The relationship between behavior problems and academic attainment is well-established (Ladd & Burgess, 1999; McClelland, Morrison, & Holmes, 2000), but the body of literature that examines the effects on academic attainment of behavior problems emerging prior to school entry – before academic achievement is a salient task – is small (Bub, 2007; Campbell, Spieker, Burchinal, & Poe, 2006). Cross-sectional research in younger children has demonstrated that specific dimensions of externalizing behavior (e.g. inattention, hyperactivity, aggression) may have unique associations with children’s cognitive and academic skills (Friedman-Weieneth, Harvey, Youngwirth, & Goldstein, 2007).
In this study, infant-preschool inattention, hyperactivity and aggression trajectories, developed from parent reports about their 1- to 5-year-olds, were examined as predictors of subsequent direct assessments of second grade reading. Participants were 359 parent-child dyads (176 girls and 183 boys) followed longitudinally as part of an epidemiological study of young children’s social and emotional behavior problems. Given the strong association between early language and concurrent verbal IQ to reading outcomes, these factors were included as covariates in model testing. Behavior problems were assessed with the Infant – Toddler Social and Emotional Assessment (ITSEA; Carter & Briggs-Gowan, 1999; 2006) and the Child Behavior Checklist (Achenbach & Rescorla, 2002). Early language functioning was assessed through parent report on the Child Development Inventory (Ireton, 1992) and verbal intellectual functioning (Keenan, Shaw, Delliquadri, Giovannelli, & Walsh, 1998) was assessed directly with the Differential Abilities Scales (Elliott, 1990). The Woodcock Johnson III reading cluster was administered to children in second grade.

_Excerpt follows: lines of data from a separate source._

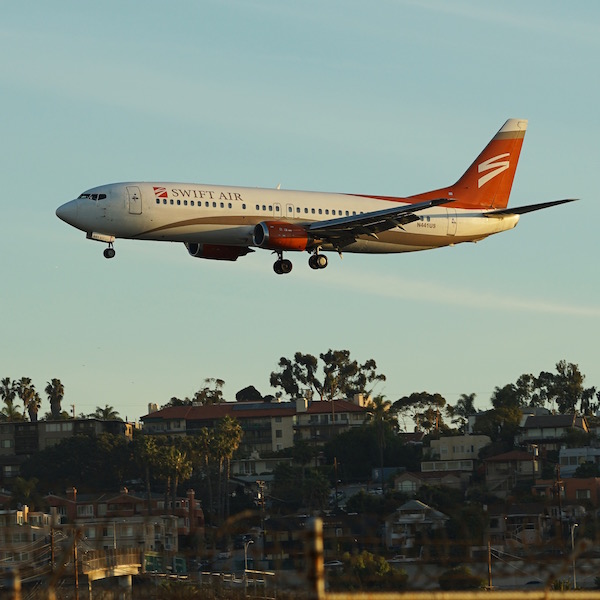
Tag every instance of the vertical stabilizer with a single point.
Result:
(486, 184)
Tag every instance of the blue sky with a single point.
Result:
(388, 97)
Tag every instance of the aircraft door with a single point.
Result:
(134, 197)
(452, 221)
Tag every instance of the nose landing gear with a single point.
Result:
(282, 265)
(317, 261)
(110, 251)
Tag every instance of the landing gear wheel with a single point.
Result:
(317, 261)
(282, 266)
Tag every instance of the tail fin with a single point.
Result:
(486, 184)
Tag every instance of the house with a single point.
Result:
(571, 490)
(124, 519)
(410, 483)
(23, 541)
(504, 471)
(547, 432)
(320, 421)
(518, 525)
(457, 454)
(21, 439)
(571, 458)
(405, 526)
(267, 426)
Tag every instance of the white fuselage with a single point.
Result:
(227, 215)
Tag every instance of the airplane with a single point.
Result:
(226, 222)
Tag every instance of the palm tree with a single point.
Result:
(108, 413)
(228, 437)
(30, 398)
(203, 450)
(56, 392)
(145, 453)
(180, 467)
(8, 393)
(383, 419)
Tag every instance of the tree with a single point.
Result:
(211, 393)
(108, 413)
(383, 418)
(228, 436)
(56, 392)
(8, 393)
(179, 468)
(424, 409)
(341, 377)
(565, 388)
(201, 448)
(145, 451)
(460, 413)
(30, 398)
(24, 491)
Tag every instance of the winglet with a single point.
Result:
(487, 183)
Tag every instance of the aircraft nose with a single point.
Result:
(67, 212)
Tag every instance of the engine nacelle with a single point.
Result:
(279, 235)
(216, 252)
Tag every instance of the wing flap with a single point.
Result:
(521, 210)
(371, 223)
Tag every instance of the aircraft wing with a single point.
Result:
(521, 210)
(345, 230)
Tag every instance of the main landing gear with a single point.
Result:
(110, 251)
(317, 261)
(282, 265)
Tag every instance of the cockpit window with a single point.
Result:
(93, 196)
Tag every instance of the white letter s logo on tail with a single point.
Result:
(488, 164)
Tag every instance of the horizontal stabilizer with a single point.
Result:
(521, 210)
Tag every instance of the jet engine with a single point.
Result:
(279, 235)
(217, 252)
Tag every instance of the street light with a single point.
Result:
(246, 544)
(573, 553)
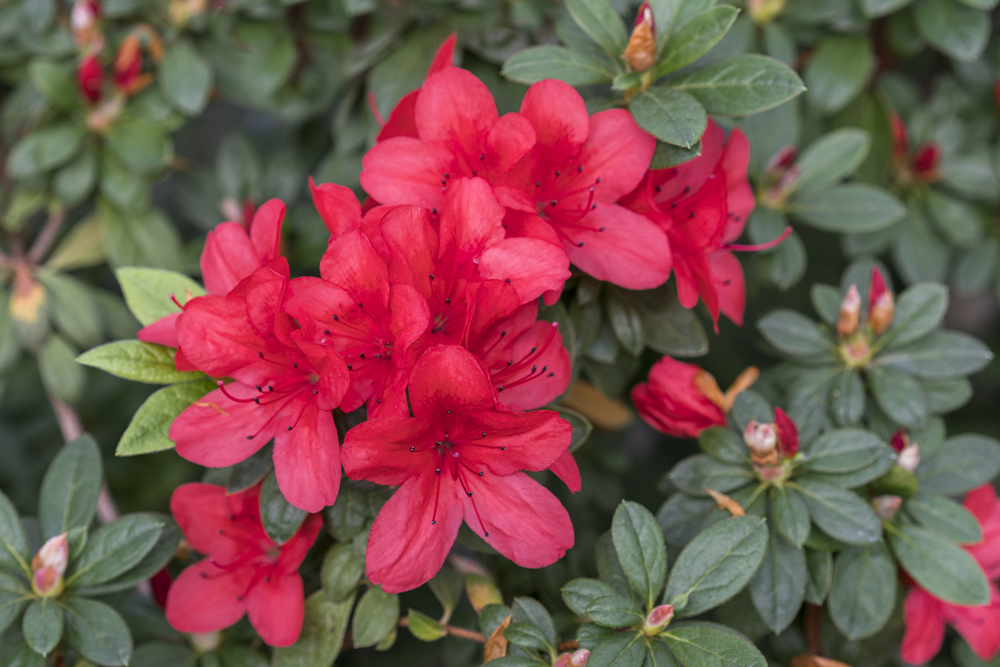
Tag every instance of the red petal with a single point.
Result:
(404, 548)
(307, 459)
(276, 609)
(337, 206)
(209, 603)
(525, 522)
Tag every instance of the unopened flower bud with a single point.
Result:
(640, 54)
(886, 506)
(881, 307)
(48, 567)
(909, 457)
(764, 11)
(658, 619)
(762, 439)
(788, 434)
(577, 658)
(850, 312)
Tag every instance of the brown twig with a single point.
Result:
(46, 237)
(453, 631)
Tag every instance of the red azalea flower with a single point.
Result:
(459, 457)
(525, 358)
(285, 388)
(925, 616)
(467, 246)
(243, 572)
(231, 254)
(90, 78)
(372, 325)
(580, 166)
(703, 205)
(672, 401)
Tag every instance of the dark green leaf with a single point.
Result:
(864, 590)
(70, 488)
(718, 564)
(942, 568)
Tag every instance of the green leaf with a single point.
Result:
(148, 291)
(578, 593)
(280, 518)
(711, 645)
(848, 208)
(790, 515)
(70, 488)
(724, 445)
(612, 611)
(322, 634)
(14, 553)
(696, 38)
(599, 20)
(426, 629)
(830, 158)
(963, 463)
(942, 568)
(150, 426)
(97, 632)
(741, 85)
(537, 63)
(185, 78)
(375, 617)
(957, 30)
(670, 115)
(945, 517)
(842, 450)
(44, 149)
(136, 360)
(819, 565)
(778, 587)
(115, 548)
(43, 625)
(795, 334)
(641, 550)
(54, 83)
(864, 590)
(839, 513)
(898, 394)
(624, 649)
(941, 354)
(838, 70)
(718, 563)
(919, 310)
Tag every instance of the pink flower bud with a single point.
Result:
(850, 312)
(49, 565)
(788, 434)
(658, 619)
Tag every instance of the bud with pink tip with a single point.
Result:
(658, 619)
(850, 312)
(48, 567)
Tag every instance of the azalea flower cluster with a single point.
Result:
(426, 313)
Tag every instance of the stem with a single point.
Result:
(453, 631)
(46, 237)
(812, 629)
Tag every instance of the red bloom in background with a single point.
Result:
(231, 254)
(459, 457)
(672, 401)
(354, 311)
(703, 205)
(579, 167)
(467, 246)
(285, 388)
(925, 616)
(243, 572)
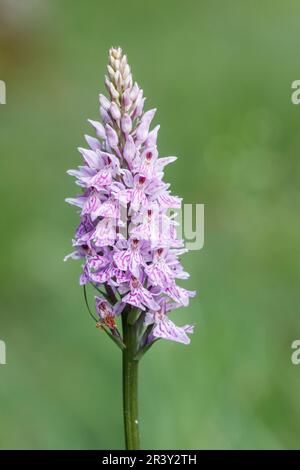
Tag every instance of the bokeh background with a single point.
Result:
(220, 74)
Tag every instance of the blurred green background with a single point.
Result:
(220, 74)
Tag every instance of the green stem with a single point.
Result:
(130, 385)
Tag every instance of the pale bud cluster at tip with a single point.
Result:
(119, 74)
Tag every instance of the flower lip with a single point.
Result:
(134, 282)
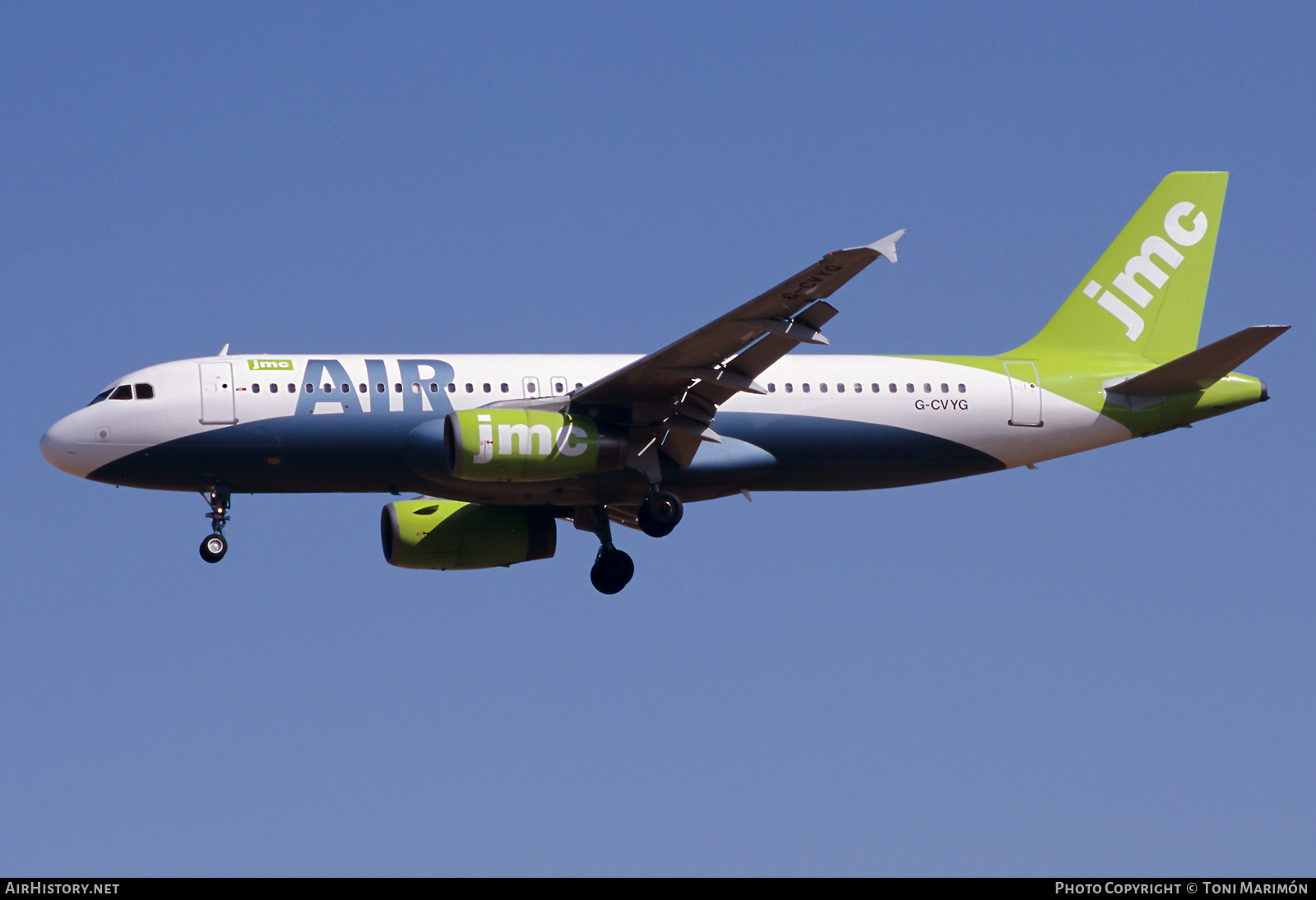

Parent reports of children’s inattentive, hyperactive, and aggressive behaviors at age 1-to-2, as well as changes in those behaviors through kindergarten, predicted reading attainment in second grade. For hyperactivity and inattention, these predictions remained strong even when verbal IQ and sociodemographic risk controls were added. Findings suggest that screening for early externalizing problems may identify children at risk for later academic problems, and that early intervention on hyperactivity and inattention may have an effect on later reading skills.